Lolvé Tillmanns fait partie de ces auteurs suisses romands que j’affectionne particulièrement.
Je l’avais découverte à travers « Les Fils », un roman particulièrement attachant qui m’avait bousculée. Je viens de refermer « Rosa », écrit auparavant, et l’impression est la même qui oblige à faire une pause, à se remettre, à respirer ou encoreà se perdre dans la contemplation de la superbe couverture.
Cet ouvrage est d’une densité peu commune qui raconte l’histoire d’une famille grâce aux mots enregistrés sur un Nagra, marque d’enregistreurs sonores portables professionnels conçus en 1950 par un ingénieur suisse d’origine polonaise (définition Wikipédia). C’est la grand-mère, Rosa, « victime d’une attaque », qui, sur son lit d’hôpital demande à ses petits-enfants d’écrire leur vie.
Véritable saga, ce roman nous fait entrer au sein d’une famille, côtoyer chacun de ses membres, écouter leur histoire, leurs difficultés, leurs chagrins, leurs douleurs, leurs questions. Il nous fait voyager des bords du lac Léman à Manatthan au sein de la « Little Italy » en passant par New-York ou l’Italie.
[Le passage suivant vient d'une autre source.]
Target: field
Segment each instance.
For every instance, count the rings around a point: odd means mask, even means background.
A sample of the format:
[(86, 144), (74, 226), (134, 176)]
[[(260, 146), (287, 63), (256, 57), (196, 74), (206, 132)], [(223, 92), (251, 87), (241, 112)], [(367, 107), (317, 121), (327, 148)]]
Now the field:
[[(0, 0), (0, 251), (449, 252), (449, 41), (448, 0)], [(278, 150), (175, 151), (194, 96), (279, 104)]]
Chaque personnage porte en lui la somme des autres et tous ou presque souffrent d’un mal inconnu, qui s’explique au fur et à mesure des pages tournées.
J’ai aimé l’écriture d’une impressionnante simplicité. Elle va à l’essentiel, percute, souligne :
« Et lorsque David vint au monde, minuscule, malade, fourbu de douleurs et de tremblements, Isaac cristallisa sa haine en une petite boule noire et brillante qui se ficha au centre de son cœur. »
J’ai aimé la construction extrêmement précise où, chapitre après chapitre, chacun raconte son ressenti, son vécu. J’ai aimé la manière dont l’auteure traite du secret, ce terrible secret de famille porteur de tous les troubles. J’ai aimé chacun des personnages avec ses faiblesses, ses atouts, ses noirceurs ou ses lumières. Aucun n’est banal, aucun n’est insignifiant. Nous ne suivons pas un long fleuve tranquille, mais au bout l’espoir renaît et je me suis plu à imaginer la suite de cette saga débarrassée des non-dits.
Il s’agit là d’un roman ambitieux qui traite de sujets nombreux : la transmission, l’histoire mêlée à l’Histoire, la religion, la folie magnifiquement abordée dans son horreur et l’incompréhension qu’elle entraîne, la démission d’une mère, la chaleur d’un père, la puissance de l’art, la jalousie au sein de la fratrie. Lolvé Tillmanns a su enchevêtrer tous ces éléments pour tresser un récit universel. Chacun y trouvera une part de sa propre vie, découvrira un souvenir, imaginera son avenir.
Un très beau texte à lire sur fond de « Georgia on my mind ».
Editeur : Cousu Mouche
Date de Parution : 1er septembre 2015
Nombre de pages : 320
Merci Geneviève pour cette belle chronique, je ne connaissais pas ce roman et tu m’as donné envie de le lire. C’est bizarre qu’il ne soit pas en poche !
Encore bravo pour ce blog passionnant et à très bientôt.
Florence
Merci pour tous ces compliments. Si tu veux, je peux t’envoyer le livre, tu pourras le lire et me le renvoyer après… il est dédicacé. J’aime beaucoup l’écriture de Lolvé Tillmanns.